Carlos Eduardo está desaparecido desde 27 de dezembro após abordagem da PM, segundo testemunhas; delegado diz que sem testemunhas, caso pode ficar sem solução
Quarenta e seis dias. Esse é o tempo que a família de Carlos Eduardo dos Santos Nascimento, 20 anos, está sem saber do paradeiro do jovem, que desapareceu depois de uma abordagem da PM na tarde de 27 de dezembro de 2019, na periferia de Jundiaí, interior de São Paulo. Autoridades informam que a falta de testemunhas está prejudicando andamento do caso.
A falta de informações das autoridades sobre o caso é a pior parte do desaparecimento do jovem. É o que diz à Ponte o segurança Eduardo Aparecido do Nascimento, 52 anos, pai de Cadu.
“Tá rolando um silêncio enorme, grande. Tá assim: ‘vamos deixar da maneira que está, daqui uns três, quatro meses a família esquece e fica por isso mesmo’. Mas não vamos esquecer, não vamos ficar quietos de maneira nenhuma”, afirma Eduardo.
Ele conta que a família se sente angustiada diante das poucas informações sobre os rumos das investigações. “[Corregedoria da PM e Delegacia de Investigações Gerais] Falam que estão investigando, mas que sem testemunhas não têm como fazer nada. A gente pede informação e eles falam que não têm informação nenhuma, que é sigiloso. Sigiloso por quê?”, indaga.
Eduardo afirma que a situação está insustentável. “Difícil é só apelido, está horrível. Já são mais de 40 dias sem notícias, ninguém nos informa nada como sempre. Um laudo sobre a atividade de uma viatura que era para ficar pronto em 30 dias ainda não está pronto”, desabafa o pai.

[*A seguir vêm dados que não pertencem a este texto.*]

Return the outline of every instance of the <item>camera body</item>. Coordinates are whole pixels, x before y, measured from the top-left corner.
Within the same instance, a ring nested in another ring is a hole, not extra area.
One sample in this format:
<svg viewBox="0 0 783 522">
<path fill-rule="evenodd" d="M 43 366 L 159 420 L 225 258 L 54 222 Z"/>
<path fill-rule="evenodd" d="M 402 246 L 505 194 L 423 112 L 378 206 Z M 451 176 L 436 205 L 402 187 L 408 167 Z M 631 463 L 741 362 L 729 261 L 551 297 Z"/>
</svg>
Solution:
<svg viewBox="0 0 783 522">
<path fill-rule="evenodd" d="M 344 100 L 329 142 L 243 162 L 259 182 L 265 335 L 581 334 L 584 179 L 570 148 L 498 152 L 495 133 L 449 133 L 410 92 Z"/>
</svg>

Existem duas investigações paralelas sobre o desaparecimento de Cadu. Uma é coordenada pela Polícia Civil e está sendo feita pela Delegacia de Investigações Gerais de Jundiaí, a DIG. A outra é da própria PM, encabeçada pela Corregedoria da corporação. Mas, até agora, segundo a família, ambas as investigações não conseguiram responder a pergunta que tem sido feita desde o dia do sumiço: onde está Carlos Eduardo?
Desde o primeiro dia de sumiço de Cadu, Eduardo não descansou. Por conta própria, o pai tem feito uma investigação paralela à apuração das autoridades policiais para tentar encontrar o filho.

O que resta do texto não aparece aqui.